If the EU cannot put together a deal that makes sense to themselves, why would anyone else bother?
Nothing was agreed at Cannes, because Europe says she has run out of money, and China et al have no interest in bailing her out if the eurozone members themselves don’t want to. If the EU cannot put together a deal that makes sense to themselves, why would anyone else bother?
So, everyone is turning to the IMF, but it hasn’t got enough cash either, so says it is planning to raise some $3.0 trillion, at which point the IMF will have the problem instead, until it realises that, as things stand, there is no way forward. Meanwhile the euro-crisis is now as much political as economic.
Last Monday I wrote that the EU Summit farce had reached a point where the leaders had lost control and that “Events, dear boy, events!” would now begin to set the agenda, and we only had to wait until Tuesday for Greece to throw the first custard-pie: from the land that invented democracy, a newly-baked referendum on ‘In or Out of the EU?’ came hurtling out of the Greek camp at dawn and caught everyone by surprise, as it effectively unstitched the EU-Summit Accord of just three days earlier.
So on Thursday the G20-Summit, effectively the third EU-Summit in ten days, opened in Cannes amidst recriminations, with the democratic deficit at the heart of the EU cruelly exposed, as Merkel and Sarkozy told old Papahandout that ‘This is the EU, and we don’t do listening to the people – we the elitists take the decisions around here and no one else!’
Meanwhile, the contagion has moved decisively towards Italy, the land of the bunga-bunga paid for on too much borrowed wonga-wonga, with total debt at €1.9 trillion and a debt-to-GDP ratio of 120%, as its bond yields rose to an unsustainable 6.4%.
As I have said before, it is not the debts which are the real crisis, but the euro itself, or rather the idea of monetary union. If it was just debts, the IMF’s proven mantra of devaluation and austerity combined would deal with them over time, no problem. But with the single currency, devaluation cannot take place, unless the indebted country leaves the club in a trail of unpaid debts and bills, and losses for the banks left in the club, mainly French.
It is extraordinary to see the IMF, under the former French Finance Minister Mme Christine Lagarde, seemingly in denial of its own standard viable formula, but instead trying to position itself alongside the non-devaluation euro-zone, which flawed concept is at the heart of the EU’s economic catastrophe.

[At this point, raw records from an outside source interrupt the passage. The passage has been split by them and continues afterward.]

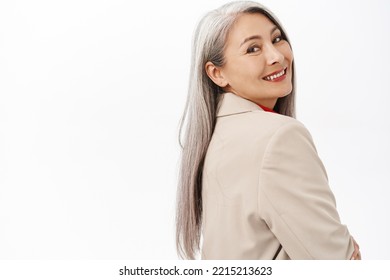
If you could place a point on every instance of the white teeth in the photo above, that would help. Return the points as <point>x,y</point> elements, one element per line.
<point>281,73</point>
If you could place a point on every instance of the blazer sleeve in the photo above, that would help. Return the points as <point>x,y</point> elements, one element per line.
<point>295,200</point>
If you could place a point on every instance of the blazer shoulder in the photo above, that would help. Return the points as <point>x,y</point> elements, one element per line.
<point>262,123</point>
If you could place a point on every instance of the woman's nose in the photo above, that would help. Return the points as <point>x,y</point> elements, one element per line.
<point>273,55</point>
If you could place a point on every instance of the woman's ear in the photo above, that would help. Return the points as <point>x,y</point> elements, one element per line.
<point>215,74</point>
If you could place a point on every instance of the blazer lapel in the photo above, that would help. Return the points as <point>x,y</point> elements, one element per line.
<point>231,104</point>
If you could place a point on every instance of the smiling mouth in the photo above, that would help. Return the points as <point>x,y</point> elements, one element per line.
<point>276,76</point>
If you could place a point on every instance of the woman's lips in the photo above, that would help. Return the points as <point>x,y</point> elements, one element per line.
<point>276,76</point>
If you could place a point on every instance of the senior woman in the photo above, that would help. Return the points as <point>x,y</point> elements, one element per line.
<point>251,183</point>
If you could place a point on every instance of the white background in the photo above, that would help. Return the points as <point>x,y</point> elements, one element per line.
<point>91,93</point>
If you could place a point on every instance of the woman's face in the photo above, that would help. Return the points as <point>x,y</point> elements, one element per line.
<point>258,61</point>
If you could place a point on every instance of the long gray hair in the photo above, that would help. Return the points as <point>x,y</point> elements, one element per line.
<point>199,116</point>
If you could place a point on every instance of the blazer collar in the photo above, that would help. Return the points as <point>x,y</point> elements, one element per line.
<point>231,104</point>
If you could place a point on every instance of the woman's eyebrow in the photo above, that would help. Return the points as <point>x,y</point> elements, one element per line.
<point>258,36</point>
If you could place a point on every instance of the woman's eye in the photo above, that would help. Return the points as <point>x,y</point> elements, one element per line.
<point>253,49</point>
<point>277,39</point>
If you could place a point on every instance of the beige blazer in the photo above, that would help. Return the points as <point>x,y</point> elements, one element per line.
<point>265,190</point>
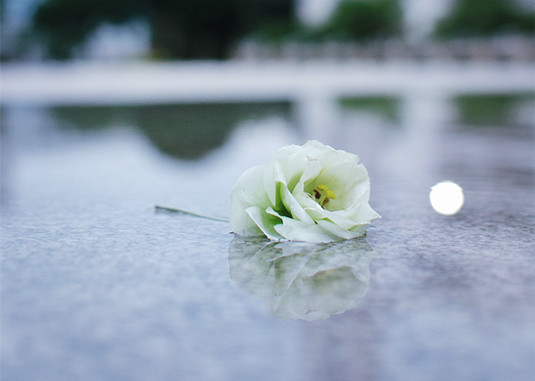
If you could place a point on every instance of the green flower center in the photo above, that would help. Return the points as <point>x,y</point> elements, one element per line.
<point>322,194</point>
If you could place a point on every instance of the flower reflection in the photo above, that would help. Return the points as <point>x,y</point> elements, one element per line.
<point>299,280</point>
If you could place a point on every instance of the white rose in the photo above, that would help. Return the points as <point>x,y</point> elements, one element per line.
<point>308,193</point>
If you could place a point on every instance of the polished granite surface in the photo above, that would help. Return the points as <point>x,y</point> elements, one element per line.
<point>97,285</point>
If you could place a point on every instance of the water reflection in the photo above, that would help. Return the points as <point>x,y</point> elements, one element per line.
<point>300,280</point>
<point>186,131</point>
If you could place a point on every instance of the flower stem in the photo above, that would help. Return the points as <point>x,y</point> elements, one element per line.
<point>180,211</point>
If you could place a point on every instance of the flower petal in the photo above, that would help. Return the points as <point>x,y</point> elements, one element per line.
<point>294,230</point>
<point>265,222</point>
<point>248,191</point>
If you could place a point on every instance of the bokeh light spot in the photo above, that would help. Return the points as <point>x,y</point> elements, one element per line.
<point>446,198</point>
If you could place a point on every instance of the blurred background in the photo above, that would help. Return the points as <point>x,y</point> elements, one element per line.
<point>109,107</point>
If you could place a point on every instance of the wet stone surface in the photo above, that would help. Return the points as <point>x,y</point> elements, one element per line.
<point>98,286</point>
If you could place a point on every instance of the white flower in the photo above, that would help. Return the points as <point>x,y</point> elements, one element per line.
<point>308,193</point>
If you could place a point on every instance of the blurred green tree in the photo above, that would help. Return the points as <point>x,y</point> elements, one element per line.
<point>362,20</point>
<point>482,18</point>
<point>179,28</point>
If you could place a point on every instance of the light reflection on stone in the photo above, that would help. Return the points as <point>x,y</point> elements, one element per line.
<point>299,280</point>
<point>446,198</point>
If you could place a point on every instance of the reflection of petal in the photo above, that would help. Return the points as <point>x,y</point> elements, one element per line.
<point>299,280</point>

What is most odd is that a clear majority of the Greeks want to stay in the EU, despite its asymmetric economies and daft economics. For these Greeks, it is a cultural issue, of being European, as opposed to being Euro-Asian, or God forbid, Turkish/Asian, what with their distant memories of all those battles on the windy plains of Troy.

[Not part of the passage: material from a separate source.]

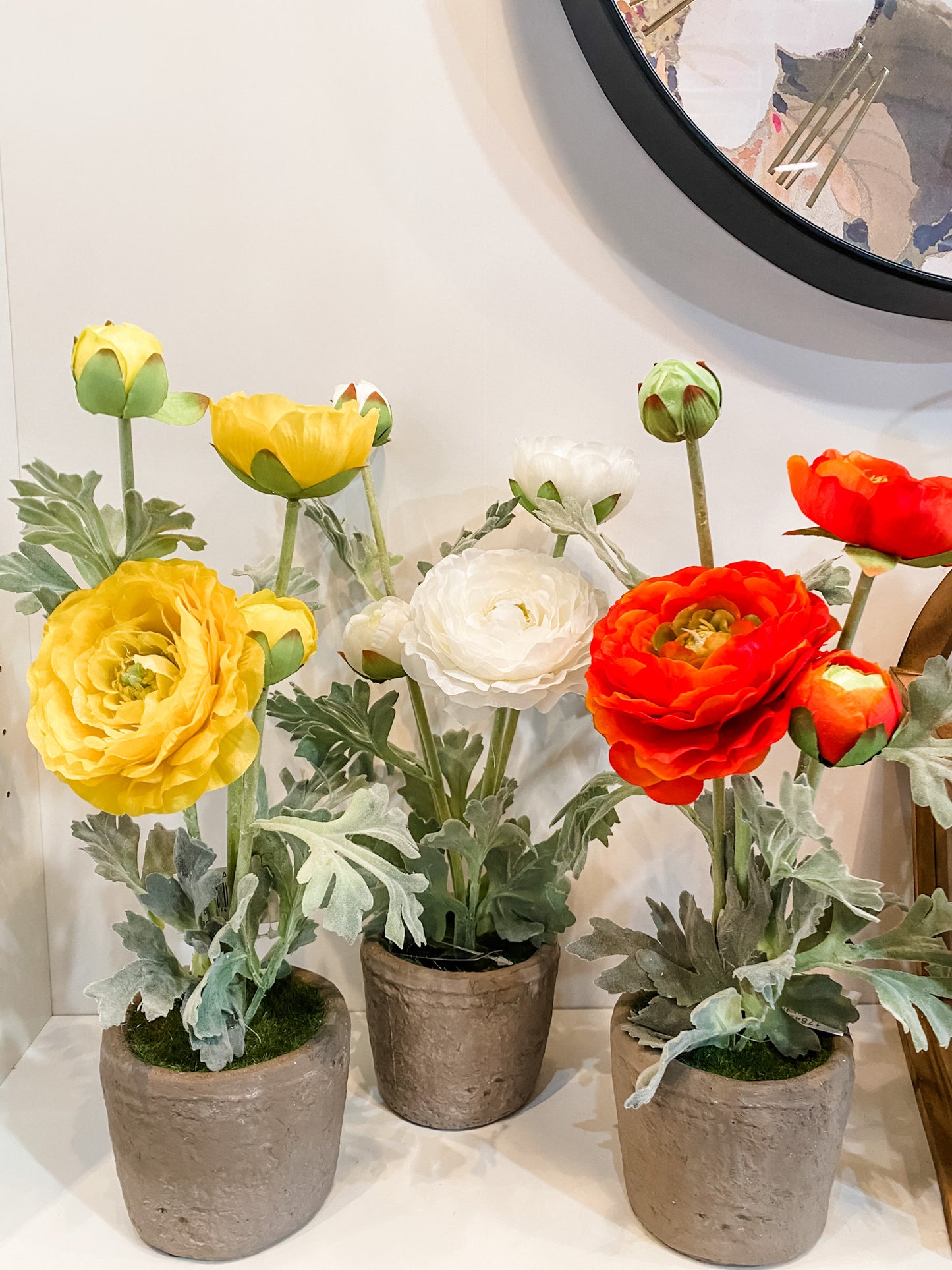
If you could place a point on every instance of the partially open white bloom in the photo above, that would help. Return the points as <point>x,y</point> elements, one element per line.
<point>587,470</point>
<point>501,629</point>
<point>371,641</point>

This would not be an odd stance at all if the EU had stuck to developing what it originally told the people it was going to do, namely create a common market of sovereign nation states with their own sovereign currencies, ‘Une Europe des Patries!’ as General de Gaulle was at pains to emphasise.
So, what went wrong? It was the dream of the unelected bureaucrats in Brussels who met up with the new political Franco-German elite of the 1970s who both thought they knew best: remember Valerie Giscard d’Estaing and Brandt/Schmidt and the Snake? At that time, pre-unification West Germany let the French drive the federalist agenda towards a super-state, a very different agenda to the one they had a mandate for, with a democratic deficit and an unworkable monetary union at its centre. From such arrogant dreamers’ covert designs, the EU evolved into a Fawlty Towers flat-earth edifice, which now faces its moment of hubris and probable nemesis, as currently structured.
The eurozone’s eventual and inevitable collapse will herald difficult times and be the cause of unforeseen losses, risks and dangers, but that is no reason to persist with the folly that created this situation, which can only get worse the more it is propped up and bailed out.
Radical action is required, but statesmen are nowhere to be seen these days, as the current mob run around like headless chickens, propping up this euro-facade, a real trompe l’oeil of unworkable economics if ever there was one. It’s boomerang time, with the boomerang being passed, unthrown, from the EU to the IMF… until it comes back again.